I got the bright fuckin idea to use the insides of an egg to beat my meat The result was heavenly and I will definitely try again sometime but now there's nut and raw egg everywhere What do?
I dont know man, a few weeks ago a accidentally got bio freeze on my cock and balls and the burn was something else.

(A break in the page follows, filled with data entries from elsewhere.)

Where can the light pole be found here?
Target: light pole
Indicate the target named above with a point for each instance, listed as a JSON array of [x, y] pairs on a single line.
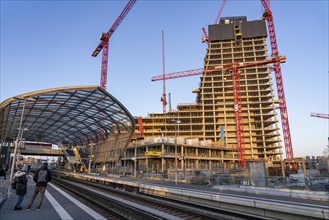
[[18, 139], [176, 121], [91, 155]]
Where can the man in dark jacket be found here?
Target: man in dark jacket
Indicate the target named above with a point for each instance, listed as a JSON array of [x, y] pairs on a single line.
[[41, 177], [21, 186]]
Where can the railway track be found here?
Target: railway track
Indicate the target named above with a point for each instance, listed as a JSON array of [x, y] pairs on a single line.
[[127, 204]]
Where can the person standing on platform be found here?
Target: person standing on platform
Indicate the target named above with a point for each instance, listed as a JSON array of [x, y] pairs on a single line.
[[2, 177], [21, 186], [41, 177], [2, 172]]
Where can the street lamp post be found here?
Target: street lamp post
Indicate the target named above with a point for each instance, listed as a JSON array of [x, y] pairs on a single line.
[[17, 142], [176, 121]]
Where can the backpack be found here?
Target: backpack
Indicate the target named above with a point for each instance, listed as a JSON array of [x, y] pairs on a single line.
[[42, 176]]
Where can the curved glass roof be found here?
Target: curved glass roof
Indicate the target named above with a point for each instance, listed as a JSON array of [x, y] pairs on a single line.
[[77, 115]]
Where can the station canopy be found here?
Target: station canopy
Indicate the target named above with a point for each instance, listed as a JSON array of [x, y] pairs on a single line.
[[78, 115]]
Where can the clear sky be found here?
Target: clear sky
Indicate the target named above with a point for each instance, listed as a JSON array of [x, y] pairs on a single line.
[[48, 44]]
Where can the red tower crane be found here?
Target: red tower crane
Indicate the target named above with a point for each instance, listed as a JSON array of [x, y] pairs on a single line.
[[141, 127], [279, 81], [163, 98], [320, 115], [104, 44]]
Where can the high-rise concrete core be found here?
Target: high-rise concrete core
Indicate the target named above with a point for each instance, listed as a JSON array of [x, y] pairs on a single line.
[[210, 122]]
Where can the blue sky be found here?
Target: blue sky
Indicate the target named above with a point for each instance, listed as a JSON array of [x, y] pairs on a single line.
[[48, 44]]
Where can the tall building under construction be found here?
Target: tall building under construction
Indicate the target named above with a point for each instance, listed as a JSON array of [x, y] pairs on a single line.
[[207, 130]]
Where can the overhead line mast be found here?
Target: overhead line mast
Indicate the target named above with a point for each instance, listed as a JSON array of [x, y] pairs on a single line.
[[279, 81], [104, 44]]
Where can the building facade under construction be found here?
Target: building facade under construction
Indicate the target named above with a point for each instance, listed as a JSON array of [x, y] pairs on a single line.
[[206, 131]]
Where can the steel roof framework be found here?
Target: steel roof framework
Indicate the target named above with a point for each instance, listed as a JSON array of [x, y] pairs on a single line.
[[77, 115]]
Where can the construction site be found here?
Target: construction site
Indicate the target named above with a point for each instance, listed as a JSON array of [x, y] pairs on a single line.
[[238, 124], [233, 127]]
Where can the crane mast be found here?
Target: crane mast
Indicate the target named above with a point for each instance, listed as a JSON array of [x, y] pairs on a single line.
[[104, 44], [163, 98], [279, 81]]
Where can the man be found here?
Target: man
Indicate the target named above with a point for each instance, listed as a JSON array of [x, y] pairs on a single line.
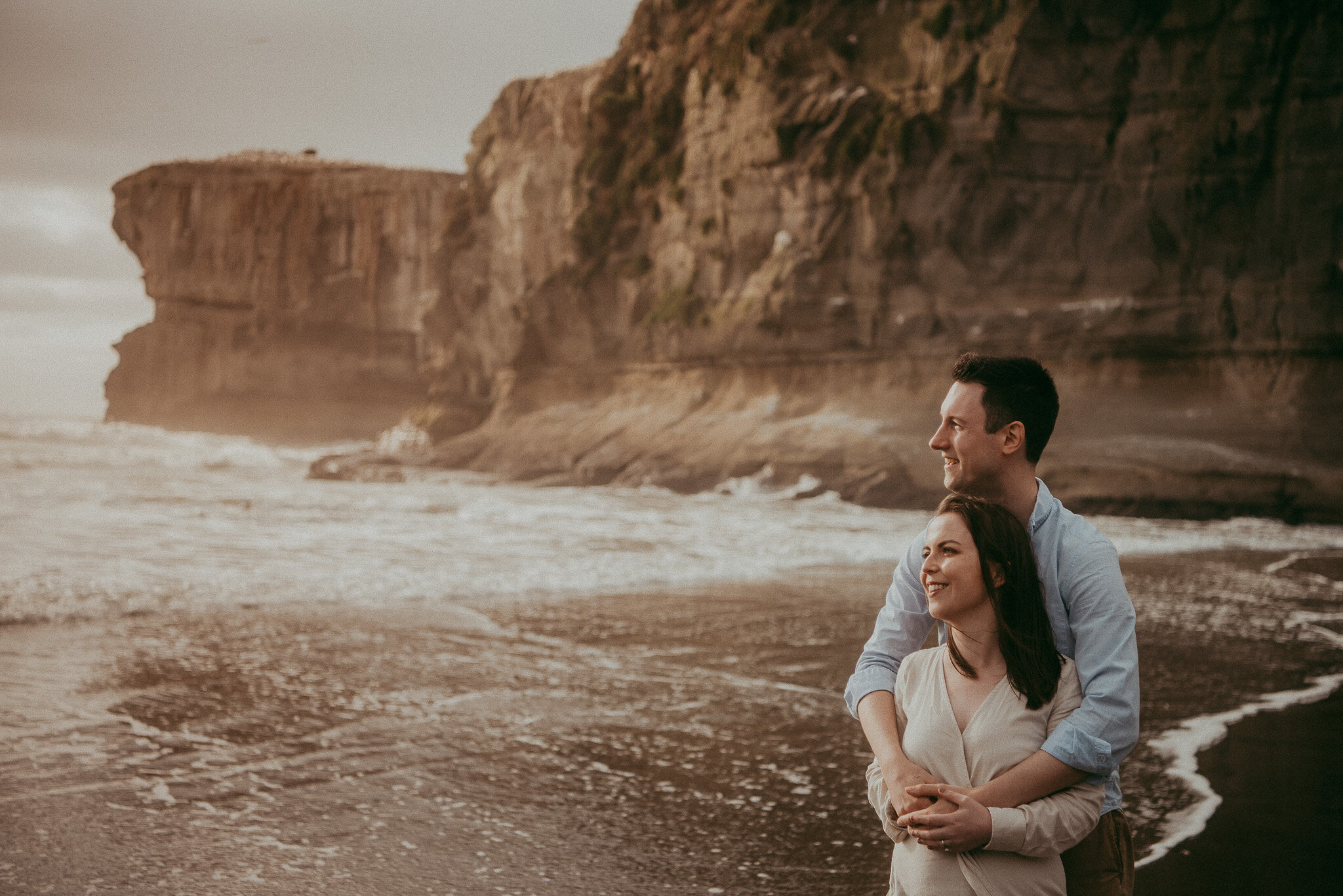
[[995, 421]]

Now i cant finish unless my dick is on fire. feels good.
Owen Lopez
nah just playing with your food
Asher Moore
eat it
Robert Russell
No one said omelette yet
Brayden Hernandez
I prefer my eggs scrambled, not fertilized.
Noah Lewis
Gf is out of the house for a business thing and I texted her about the experience and long story short she wants me to pour the insides of the egg inside her Looks like eggs are a sexual thing for us now
I don't wanna have to scrape egg off the bathrrom floor and eat it
Jaxon Wilson
Wait so should I like penetrate the egg or do you pour the contents out and fuck that?
Jason Hughes
I cracked the egg over the base of my cock and spread it with my hands. You gotta be quick to get as much as possible, but you will spill a bit
Gabriel Sanchez
Portuguese omelette
Josiah Phillips
Post pics
Landon Sanders
So are you gonna scrambled eggs or sunny side up?
Caleb Cox
I have already cleaned the egg mess and thrown it away
Ryan Robinson
Damn, would be interesting to compare the tastes with and without the nut. Would you be willing to do it next time for science?
Ryan Murphy
Whenever I’m on a long drive, I stop in a gas station and buy an Apple doughnut, then get back on the highway, put some amateur DP on, get it hard, bite the end off the donut and slide my dick in that thing. Then I fuck that goddamn donut til I just about pass out from the cumblast recoil. But then I just keep slowly fuckin it & watching the chick screaming her way through getting crushed by cock in the scene to stay hard & turned on, and then I... eat the doughnut. Because you know your first bite doesn’t have any cum in it, you can do it, and then the second bite probably doesn’t either, and since you haven’t tasted any so far, you can just keep right on eating that sweet apple donut, and there’s no mess, bc it turns out, you can’t actually taste cum inside an Apple donut. And that just makes you more horny knowing you just swallowed a fresh load of jizz, but it wasn’t gross, and anyway it’s your own so you’re sort of like, conserving your sexual chemicals. By then I’m usually going about 95mph.